BACKGROUND: Morbidly obese patients are at high risk for perioperative complications, including surgical site infections. Baseline arterial oxygenation is low in the morbidly obese, leading to low tissue oxygenation, which in turn is a primary determinant of infection risk. We therefore tested the hypothesis that extending intraoperative supplemental oxygen 12 to 16 hours into the postoperative period reduces the risk of surgical site infection and healing-related complications.
METHODS: Morbidly obese patients having open or laparoscopic bariatric surgery were given 80% inspired oxygen intraoperatively. Postoperatively, patients were randomly assigned to either 2 L/min of oxygen via nasal cannula or approximately 80% supplemental inspired oxygen after tracheal extubation until the first postoperative morning.
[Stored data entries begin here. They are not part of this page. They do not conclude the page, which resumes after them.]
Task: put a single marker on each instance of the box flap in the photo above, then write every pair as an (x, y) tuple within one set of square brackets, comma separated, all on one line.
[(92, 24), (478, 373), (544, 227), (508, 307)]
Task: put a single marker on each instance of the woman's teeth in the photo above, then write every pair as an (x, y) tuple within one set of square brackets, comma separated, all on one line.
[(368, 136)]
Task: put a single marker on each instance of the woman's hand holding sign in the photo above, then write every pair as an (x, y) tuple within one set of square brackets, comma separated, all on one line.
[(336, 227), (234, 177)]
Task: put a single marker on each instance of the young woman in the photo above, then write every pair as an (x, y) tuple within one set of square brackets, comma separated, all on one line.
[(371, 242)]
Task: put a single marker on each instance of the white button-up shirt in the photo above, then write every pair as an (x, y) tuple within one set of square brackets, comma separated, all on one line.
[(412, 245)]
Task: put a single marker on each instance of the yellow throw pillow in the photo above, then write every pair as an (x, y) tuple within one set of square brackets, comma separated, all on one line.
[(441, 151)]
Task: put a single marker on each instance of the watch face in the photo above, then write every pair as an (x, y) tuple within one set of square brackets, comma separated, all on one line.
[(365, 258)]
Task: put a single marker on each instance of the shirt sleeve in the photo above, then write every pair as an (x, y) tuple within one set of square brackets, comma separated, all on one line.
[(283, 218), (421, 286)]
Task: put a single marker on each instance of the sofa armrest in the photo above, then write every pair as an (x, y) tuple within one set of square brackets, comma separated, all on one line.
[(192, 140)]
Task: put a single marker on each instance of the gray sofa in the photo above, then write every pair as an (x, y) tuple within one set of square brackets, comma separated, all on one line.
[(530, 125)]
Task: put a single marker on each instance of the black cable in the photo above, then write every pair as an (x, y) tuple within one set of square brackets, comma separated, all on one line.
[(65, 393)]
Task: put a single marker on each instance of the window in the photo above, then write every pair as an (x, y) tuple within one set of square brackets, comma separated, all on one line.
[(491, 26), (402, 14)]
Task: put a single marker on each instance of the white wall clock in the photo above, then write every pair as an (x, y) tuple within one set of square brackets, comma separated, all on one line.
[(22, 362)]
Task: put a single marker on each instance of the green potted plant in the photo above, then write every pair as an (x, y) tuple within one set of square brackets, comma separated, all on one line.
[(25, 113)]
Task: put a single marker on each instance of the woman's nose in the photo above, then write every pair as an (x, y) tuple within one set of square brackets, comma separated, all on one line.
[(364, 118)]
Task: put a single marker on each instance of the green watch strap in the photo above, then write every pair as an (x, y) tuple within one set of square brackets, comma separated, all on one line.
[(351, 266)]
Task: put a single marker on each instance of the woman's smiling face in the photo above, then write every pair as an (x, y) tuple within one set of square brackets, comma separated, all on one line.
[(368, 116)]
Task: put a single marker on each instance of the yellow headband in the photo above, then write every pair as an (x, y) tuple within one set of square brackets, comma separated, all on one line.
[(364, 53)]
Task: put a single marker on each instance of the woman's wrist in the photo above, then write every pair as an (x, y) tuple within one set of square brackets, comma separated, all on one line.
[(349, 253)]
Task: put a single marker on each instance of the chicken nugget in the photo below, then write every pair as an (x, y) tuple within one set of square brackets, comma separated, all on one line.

The risks of surgical site infection and of major healing-related complications were evaluated 60 days after surgery.
RESULTS: In a preplanned interim analysis based on the initial 400 patients, the overall observed incidence of the collapsed composite of major complications was 13.3%; the observed incidence of components of the composite outcome ranged from 0% (peritonitis) to 8.5% (surgical wound infection). The estimated relative risk of any ≥1 major complications occurring within the first 60 days after surgery, adjusting for study site, was 0.94 (95% confidence interval, 0.52–1.68) (P = 0.80, Cochran–Mantel–Haenszel). The Executive Committee thus stopped the trial for futility.
CONCLUSIONS: Supplemental postoperative oxygen does not reduce the risk of surgical site infection rate and healing-related postoperative complications in patients having gastric bypass surgery.